Daha doksan küsür günüm var ama şimdiden normal yaşantımı özlemeye başladım. Sabretmeye çalışıyorum. Yapabileceğim başka hiçbir şey yok.
Şuan yazının devamını kantinde yazıyorum. Az önce gelen komutan kantinciyi çağırmam için beni yukarıya gönderdi. Yukarı çıktım ve kantinciyi Hasan Abilerin koğuşunda buldum. İlginçtir ki daha önce bahsettiğim arkadaş (bedavacı) da oradaydı. Adamlar bana “komutan bütün hazır kıtanın aşağıya inmesini söyledi” diyorlar ama kendileri yukarı çıkmış artist artist, ayaklarını ayırarak, kollarını kafalarının arkasına atmış uzanıyorlar. Hayatımda bu kadar artist insanı bir arada görmedim.
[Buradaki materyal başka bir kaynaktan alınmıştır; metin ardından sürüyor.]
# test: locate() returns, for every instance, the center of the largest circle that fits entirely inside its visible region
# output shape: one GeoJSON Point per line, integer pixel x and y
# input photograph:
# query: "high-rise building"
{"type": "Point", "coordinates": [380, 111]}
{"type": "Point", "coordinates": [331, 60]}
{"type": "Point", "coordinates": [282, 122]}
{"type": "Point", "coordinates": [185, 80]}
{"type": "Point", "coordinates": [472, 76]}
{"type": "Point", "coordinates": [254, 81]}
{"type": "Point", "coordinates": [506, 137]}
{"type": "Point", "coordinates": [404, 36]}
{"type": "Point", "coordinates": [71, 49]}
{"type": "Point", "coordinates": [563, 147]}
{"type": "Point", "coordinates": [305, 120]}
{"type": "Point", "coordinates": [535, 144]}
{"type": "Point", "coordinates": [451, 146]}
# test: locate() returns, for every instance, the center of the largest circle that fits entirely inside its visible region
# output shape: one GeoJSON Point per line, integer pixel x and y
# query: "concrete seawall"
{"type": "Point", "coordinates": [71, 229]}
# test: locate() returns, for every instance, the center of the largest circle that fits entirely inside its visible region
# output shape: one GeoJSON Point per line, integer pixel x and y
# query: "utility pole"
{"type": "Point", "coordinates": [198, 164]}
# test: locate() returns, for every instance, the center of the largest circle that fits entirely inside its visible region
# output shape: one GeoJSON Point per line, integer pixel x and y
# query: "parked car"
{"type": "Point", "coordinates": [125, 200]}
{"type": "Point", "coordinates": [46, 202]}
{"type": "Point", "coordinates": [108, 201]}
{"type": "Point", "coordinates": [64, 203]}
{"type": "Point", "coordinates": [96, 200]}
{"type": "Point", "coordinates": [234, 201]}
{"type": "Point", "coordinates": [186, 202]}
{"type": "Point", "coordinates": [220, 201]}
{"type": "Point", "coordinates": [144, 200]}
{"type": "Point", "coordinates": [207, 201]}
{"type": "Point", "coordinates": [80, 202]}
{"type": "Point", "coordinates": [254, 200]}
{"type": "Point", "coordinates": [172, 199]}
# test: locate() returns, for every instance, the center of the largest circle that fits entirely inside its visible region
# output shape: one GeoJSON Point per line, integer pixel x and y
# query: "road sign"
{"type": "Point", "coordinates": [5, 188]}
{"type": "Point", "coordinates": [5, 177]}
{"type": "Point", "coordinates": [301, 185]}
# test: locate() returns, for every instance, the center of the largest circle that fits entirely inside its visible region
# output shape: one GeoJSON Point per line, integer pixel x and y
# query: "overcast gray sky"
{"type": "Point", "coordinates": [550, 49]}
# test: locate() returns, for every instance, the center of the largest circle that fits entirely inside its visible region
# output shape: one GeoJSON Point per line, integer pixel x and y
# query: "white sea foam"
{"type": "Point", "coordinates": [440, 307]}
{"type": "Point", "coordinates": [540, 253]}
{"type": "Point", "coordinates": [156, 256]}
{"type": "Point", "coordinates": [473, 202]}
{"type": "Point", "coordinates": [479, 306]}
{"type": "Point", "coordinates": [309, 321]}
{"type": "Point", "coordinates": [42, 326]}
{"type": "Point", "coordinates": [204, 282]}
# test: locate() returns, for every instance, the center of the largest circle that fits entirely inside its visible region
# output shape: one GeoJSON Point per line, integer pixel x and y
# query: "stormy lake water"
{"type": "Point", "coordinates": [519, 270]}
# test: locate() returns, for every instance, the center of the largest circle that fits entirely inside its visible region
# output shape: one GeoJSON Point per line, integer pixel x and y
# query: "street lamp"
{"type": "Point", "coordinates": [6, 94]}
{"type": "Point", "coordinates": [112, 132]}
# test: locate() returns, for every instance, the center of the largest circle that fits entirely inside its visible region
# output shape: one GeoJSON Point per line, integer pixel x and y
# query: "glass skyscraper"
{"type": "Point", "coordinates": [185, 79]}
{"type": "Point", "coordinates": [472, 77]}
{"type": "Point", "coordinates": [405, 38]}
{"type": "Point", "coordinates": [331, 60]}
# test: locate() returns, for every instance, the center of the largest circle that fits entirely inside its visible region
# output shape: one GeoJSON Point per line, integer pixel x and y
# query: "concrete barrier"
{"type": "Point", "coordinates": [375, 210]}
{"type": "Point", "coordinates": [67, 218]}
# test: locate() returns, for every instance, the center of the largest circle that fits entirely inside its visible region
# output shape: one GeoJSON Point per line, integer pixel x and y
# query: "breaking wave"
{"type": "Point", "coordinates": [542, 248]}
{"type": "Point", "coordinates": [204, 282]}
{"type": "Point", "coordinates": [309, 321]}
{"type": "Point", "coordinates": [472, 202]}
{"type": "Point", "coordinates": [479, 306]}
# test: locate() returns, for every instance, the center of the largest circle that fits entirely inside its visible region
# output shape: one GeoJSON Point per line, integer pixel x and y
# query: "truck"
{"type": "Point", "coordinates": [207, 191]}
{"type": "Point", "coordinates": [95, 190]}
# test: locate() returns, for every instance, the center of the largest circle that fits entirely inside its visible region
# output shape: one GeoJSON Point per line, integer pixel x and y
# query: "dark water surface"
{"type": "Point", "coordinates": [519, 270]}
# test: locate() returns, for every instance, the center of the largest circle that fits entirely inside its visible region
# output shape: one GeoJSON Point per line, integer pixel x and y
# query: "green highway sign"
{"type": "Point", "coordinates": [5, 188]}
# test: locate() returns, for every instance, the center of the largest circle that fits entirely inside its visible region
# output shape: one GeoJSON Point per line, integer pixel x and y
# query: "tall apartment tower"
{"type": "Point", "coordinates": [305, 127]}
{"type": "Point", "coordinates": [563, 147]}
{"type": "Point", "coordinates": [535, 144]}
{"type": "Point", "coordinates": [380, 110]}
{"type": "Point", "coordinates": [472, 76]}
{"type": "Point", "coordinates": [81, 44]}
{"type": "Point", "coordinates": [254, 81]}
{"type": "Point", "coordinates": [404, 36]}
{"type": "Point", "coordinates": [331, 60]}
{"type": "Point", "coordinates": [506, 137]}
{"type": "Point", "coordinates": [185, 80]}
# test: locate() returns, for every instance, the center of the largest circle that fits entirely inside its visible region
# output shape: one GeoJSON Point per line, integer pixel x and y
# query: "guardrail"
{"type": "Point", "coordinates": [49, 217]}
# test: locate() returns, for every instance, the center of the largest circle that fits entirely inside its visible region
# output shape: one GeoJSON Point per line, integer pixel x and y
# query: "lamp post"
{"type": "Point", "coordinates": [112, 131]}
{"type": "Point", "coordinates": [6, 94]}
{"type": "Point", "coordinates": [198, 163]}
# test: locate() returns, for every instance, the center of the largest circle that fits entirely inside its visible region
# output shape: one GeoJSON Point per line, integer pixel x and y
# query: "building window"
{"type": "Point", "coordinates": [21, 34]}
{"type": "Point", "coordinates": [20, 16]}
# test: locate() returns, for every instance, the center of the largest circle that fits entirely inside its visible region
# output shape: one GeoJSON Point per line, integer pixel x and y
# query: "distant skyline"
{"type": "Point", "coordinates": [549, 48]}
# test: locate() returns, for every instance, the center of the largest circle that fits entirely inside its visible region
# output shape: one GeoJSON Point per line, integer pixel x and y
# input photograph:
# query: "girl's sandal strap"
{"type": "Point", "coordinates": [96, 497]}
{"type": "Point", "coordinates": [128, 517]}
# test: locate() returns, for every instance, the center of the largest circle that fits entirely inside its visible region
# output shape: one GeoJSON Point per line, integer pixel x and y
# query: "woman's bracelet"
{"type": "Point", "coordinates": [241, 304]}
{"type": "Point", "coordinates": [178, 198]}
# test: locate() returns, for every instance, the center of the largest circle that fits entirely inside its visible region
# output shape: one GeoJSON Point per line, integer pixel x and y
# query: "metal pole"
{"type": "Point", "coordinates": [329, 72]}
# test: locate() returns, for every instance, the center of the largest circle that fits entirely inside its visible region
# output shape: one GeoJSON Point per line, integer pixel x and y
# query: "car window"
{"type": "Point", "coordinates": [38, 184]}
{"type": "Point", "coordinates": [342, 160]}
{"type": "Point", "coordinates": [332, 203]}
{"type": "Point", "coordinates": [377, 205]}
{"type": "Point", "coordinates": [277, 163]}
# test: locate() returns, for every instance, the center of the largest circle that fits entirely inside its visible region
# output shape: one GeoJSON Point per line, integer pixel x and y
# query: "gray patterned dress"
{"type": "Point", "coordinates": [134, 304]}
Hani Hasan Abi tamam, adam görmüş geçirmiş ama diğerleri? Çocuk yirmi küsür yaşında ona buna kafa tutuyor, ukala ukala konuşuyor, külhanbeyiymiş gibi davranıyor… Basitliğin bu kadarı…
Yazıyı birer ikişer saat aralıklarla, müsait oldukça yazıyorum. Az önce evrak almak için karargaha gittim. İşimi hallettikten sonra dışarı çıkıp disiplin subaylığına gidiyordum ki karşımda Ergin Erdem’i gördüm. Ayağında çorap terlik, pat pat yürüyordu. Nereye gittiğini sordum. “Gidiyorum” dedi. Terhis olmuştu. Kulağındaki sorun nedeniyle tam olarak duyamıyordu ve çürük raporu almak için askeri hastaneye, Erzurum’a gitmişti. Oradan dönüp iki hafta sonra da buradaki askeri hastaneye gitti. Çürük raporunu da kaptı sonunda. Zaten almasını da bekliyorduk. Çocuk şimdi elini kolunu sallaya sallaya gidiyor.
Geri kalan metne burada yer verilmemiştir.